Where those events are identifiable in the logs, they do not mention any link to Bergdahl search operations, although the logs are terse and contain few contextual details.

Mr. Bethea wrote that of the six men killed in August and September, two died in a roadside bombing while on a reconnaissance mission, a third was shot during a search for a Taliban political leader and three others were killed while conducting patrols — two in an ambush and one who stepped on a mine.

He suggested some connection to Sergeant Bergdahl for several of the deaths, saying the Taliban leader and a village that was in the area of one of the patrols were “thought affiliated with Bergdahl’s captors.” He also said a village in the areas of the other patrol was “near the area where Bergdahl vanished.”

Still, those villages and insurgents were in the overall area of responsibility for the soldiers, and the logs make clear that the region was an insurgent hotbed. A log on May 21, 2009, for example, said it had historically been a “safe haven” for the Taliban.

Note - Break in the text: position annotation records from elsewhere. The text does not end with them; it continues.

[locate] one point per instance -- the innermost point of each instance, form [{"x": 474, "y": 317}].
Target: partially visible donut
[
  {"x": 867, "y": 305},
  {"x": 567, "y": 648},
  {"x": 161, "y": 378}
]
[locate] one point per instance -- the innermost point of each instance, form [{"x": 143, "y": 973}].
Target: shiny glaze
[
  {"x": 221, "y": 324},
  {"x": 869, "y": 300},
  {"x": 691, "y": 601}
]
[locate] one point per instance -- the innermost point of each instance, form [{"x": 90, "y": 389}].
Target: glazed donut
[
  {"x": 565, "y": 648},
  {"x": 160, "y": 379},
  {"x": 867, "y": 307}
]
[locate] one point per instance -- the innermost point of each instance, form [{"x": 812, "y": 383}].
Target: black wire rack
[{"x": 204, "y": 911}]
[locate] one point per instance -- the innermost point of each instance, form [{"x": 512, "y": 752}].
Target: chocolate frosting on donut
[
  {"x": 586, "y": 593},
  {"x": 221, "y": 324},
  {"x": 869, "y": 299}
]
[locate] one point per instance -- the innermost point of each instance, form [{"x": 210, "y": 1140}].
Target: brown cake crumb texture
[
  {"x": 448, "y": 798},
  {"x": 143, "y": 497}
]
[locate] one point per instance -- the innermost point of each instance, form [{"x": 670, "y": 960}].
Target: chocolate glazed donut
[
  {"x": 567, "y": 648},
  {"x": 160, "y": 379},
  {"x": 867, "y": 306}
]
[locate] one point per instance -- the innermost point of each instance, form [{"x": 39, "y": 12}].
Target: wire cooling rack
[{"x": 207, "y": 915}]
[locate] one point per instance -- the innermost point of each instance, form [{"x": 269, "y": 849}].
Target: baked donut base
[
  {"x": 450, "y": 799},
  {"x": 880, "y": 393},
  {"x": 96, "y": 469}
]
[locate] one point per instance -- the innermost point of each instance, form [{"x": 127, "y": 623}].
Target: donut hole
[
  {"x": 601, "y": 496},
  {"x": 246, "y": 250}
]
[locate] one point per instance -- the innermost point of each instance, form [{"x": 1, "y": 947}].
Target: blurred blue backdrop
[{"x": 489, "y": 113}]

A retired senior American military officer, who was briefed at the time on the search for Sergeant Bergdahl, said that even though soldiers were instructed to watch for signs of the missing American, they would have been conducting patrols and performing risky operations anyway.

“Look, it’s not like these soldiers would have been sitting around their base,” he said.

The soldier who spoke on condition of anonymity agreed that it was “ludicrous” to lay 100 percent of the blame for the deaths at Sergeant Bergdahl’s feet, and he acknowledged that patrols were going to get hit in Paktika during fighting season anyway.

But, he said, the reason he and his colleagues are angry is that too often that summer, the purpose of their patrols into dangerous areas was not ordinary wartime work like reconnaissance, maintaining a security presence, or humanitarian projects, but rather “to go look for this guy.”